Aug 08 2012
Except during storms, Pittsburgh is not a very windy place. This is especially true in July and August when our average wind speed drops to 9 mph and is usually from the west.
The direction of the “usual” wind is called the prevailing wind and it shapes our weather, rainfall, landscape and vegetation.
In places where the wind is strong the prevailing wind can be seen even when it isn’t blowing. Witness the trees in the photo above at Cardigan Bay in Wales.
On a global basis the prevailing wind is influenced by the earth’s rotation. As the earth spins the atmosphere swirls in a consistent way:
- From the equator (0o) to latitude 30o north and 30o south the prevailing winds are from the east. These are the trade winds that brought Christopher Columbus and cattle egrets(*) to the New World.

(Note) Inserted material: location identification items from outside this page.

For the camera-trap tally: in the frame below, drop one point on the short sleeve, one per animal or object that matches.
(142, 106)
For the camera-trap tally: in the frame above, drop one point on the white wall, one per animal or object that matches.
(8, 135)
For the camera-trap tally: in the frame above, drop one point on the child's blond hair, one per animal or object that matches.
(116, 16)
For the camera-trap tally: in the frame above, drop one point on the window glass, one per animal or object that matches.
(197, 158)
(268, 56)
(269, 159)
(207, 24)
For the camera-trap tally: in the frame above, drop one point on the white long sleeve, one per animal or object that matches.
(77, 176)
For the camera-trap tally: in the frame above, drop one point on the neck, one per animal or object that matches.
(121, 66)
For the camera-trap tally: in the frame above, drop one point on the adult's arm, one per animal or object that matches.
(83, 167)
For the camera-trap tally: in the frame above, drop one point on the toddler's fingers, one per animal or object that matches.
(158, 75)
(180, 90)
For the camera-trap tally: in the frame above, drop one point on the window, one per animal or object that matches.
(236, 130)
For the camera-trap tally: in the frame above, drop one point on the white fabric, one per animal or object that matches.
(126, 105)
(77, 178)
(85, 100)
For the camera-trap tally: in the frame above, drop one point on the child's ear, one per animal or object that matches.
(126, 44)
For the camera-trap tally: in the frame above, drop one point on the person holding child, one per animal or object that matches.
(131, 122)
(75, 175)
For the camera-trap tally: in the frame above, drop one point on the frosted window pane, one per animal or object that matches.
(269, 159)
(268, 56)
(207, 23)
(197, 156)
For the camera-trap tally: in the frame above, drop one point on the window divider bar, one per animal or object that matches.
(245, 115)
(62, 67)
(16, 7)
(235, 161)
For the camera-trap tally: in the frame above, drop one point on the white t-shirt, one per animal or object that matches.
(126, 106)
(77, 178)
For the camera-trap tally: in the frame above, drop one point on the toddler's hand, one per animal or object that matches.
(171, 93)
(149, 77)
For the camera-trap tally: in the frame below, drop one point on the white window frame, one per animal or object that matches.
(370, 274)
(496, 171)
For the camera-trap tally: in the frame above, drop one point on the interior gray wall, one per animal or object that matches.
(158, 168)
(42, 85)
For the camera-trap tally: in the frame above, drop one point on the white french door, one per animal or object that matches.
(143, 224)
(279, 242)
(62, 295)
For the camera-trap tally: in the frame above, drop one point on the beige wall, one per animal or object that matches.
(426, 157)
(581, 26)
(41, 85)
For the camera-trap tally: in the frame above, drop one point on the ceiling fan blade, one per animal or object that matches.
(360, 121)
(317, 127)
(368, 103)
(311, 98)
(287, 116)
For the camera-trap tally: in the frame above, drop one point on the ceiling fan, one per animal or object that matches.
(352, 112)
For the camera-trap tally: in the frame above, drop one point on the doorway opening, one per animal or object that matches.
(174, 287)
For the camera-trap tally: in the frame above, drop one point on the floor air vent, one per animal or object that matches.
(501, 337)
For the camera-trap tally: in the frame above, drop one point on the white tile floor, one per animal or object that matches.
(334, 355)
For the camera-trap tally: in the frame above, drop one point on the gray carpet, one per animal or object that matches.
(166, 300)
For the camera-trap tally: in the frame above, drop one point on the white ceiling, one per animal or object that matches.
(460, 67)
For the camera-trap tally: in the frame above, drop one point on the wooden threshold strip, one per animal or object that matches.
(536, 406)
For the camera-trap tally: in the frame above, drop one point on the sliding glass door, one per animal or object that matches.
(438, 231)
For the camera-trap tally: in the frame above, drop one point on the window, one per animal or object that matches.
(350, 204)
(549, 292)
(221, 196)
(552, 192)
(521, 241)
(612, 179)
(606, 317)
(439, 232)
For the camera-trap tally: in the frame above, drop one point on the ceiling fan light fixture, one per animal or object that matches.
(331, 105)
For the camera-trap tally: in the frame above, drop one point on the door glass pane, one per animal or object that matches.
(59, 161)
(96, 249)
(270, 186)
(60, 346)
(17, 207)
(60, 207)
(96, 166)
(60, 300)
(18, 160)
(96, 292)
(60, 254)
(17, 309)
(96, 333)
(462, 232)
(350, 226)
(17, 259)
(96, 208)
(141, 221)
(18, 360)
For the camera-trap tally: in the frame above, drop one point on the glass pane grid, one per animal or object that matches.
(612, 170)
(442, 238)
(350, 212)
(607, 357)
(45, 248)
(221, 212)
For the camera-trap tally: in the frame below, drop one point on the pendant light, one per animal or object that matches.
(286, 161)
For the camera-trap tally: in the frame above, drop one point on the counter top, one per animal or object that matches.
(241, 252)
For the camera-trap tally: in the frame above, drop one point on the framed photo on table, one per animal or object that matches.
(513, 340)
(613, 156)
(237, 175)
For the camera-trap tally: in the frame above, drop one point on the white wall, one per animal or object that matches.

- From latitudes 30o to 60o the prevailing wind is from the west. The westerlies returned the trading ships to Europe.
- From latitudes 60o to the poles the prevailing wind is again from the east.
At any given point on earth the prevailing wind might not obey these rules due to location at a border latitude (30o, 60o), topography, or seasonal change.
Pittsburgh, at 40oNorth, has no stark topography so our prevailing wind obeys the general rule: it’s from the west or WSW.
We can see this on a wind rose that plots wind direction over time. Each data point is placed at its compass position. The more data points from that position, the longer the ray from the center.
Click here to see a wind rose depicting 30 years of data on Pittsburgh’s wind direction and here for the wind roses of 11 secondary airports (smaller towns) in Pennsylvania.
And what’s the wind like for those trees in the photo above? Right now it looks like this (scroll down to see the label “Cardigan Golf Club” and watch the wind swirl around the UK).
(photo of wind-shaped trees by Rudi Winter from Wikimedia Commons. Wind rose from epa.gov. Click on the images to see the originals.)
* Cattle egrets are originally from Africa. They flew to South American on their own — perhaps in a strong storm carried by the trade winds.